HS-40 is the major regulatory element of the human alpha-globin locus and is located 40 kb upstream the zeta-globin gene. Deletion of only the HS40 region has also been described.
This SALSA MLPA kit is designed to detect copy number changes of 24 different sequences in the HBA region. In addition, the probemix contains one probe that is specific for the presence of the Constant Spring mutation.

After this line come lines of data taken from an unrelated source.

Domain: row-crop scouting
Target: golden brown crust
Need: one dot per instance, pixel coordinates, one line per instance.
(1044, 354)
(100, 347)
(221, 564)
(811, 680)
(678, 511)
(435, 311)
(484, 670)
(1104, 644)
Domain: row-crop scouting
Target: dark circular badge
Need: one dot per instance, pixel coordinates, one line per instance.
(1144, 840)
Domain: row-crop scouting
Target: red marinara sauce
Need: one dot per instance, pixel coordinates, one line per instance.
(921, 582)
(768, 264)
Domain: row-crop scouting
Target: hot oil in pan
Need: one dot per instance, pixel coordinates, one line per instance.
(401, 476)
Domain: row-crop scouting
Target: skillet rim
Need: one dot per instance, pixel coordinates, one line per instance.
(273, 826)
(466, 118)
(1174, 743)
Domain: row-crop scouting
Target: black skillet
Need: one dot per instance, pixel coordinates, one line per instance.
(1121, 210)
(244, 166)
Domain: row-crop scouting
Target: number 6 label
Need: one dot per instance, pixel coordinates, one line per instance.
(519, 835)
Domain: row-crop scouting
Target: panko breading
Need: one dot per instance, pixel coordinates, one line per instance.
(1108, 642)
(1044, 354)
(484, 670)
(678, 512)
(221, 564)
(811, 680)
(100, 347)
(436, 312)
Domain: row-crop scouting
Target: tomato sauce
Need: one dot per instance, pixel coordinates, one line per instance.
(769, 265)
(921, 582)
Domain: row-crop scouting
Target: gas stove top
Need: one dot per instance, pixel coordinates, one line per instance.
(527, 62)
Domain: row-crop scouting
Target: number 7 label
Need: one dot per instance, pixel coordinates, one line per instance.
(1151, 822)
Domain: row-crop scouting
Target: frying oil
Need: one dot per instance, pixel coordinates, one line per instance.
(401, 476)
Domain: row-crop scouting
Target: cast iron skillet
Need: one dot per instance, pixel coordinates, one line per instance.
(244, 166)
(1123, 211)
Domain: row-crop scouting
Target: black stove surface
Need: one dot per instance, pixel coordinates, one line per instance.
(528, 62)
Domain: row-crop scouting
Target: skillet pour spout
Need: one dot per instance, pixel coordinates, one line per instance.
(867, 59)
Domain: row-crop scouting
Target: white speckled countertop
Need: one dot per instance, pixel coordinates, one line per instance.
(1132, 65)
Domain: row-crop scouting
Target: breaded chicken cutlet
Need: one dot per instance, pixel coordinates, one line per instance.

This SALSA MLPA kit is designed to detect deletions / duplications in the HBA gene cluster. Heterozygote deletions of probe recognition sequences will be apparent by a 35-50% reduced relative peak area of the amplification product of that probe. The two probes that detect a sequence present in both HBA1 as well as HBA2 (142 & 166 nt) will show a decrease in signal of only 20-25% in samples of individuals with three instead of the usual four HBA copies. Mutations / polymorphisms very close to a probe ligation site may also result in a reduced relative peak area. Apparent deletions detected by a single probe will therefore always require confirmation by other methods. Mutations that do not result in copy number changes of the small (~60 nt) sequences detected by the MLPA probes will not be detected with this MLPA kit. Individuals with an ?- / ??? genotype will give a normal peak pattern.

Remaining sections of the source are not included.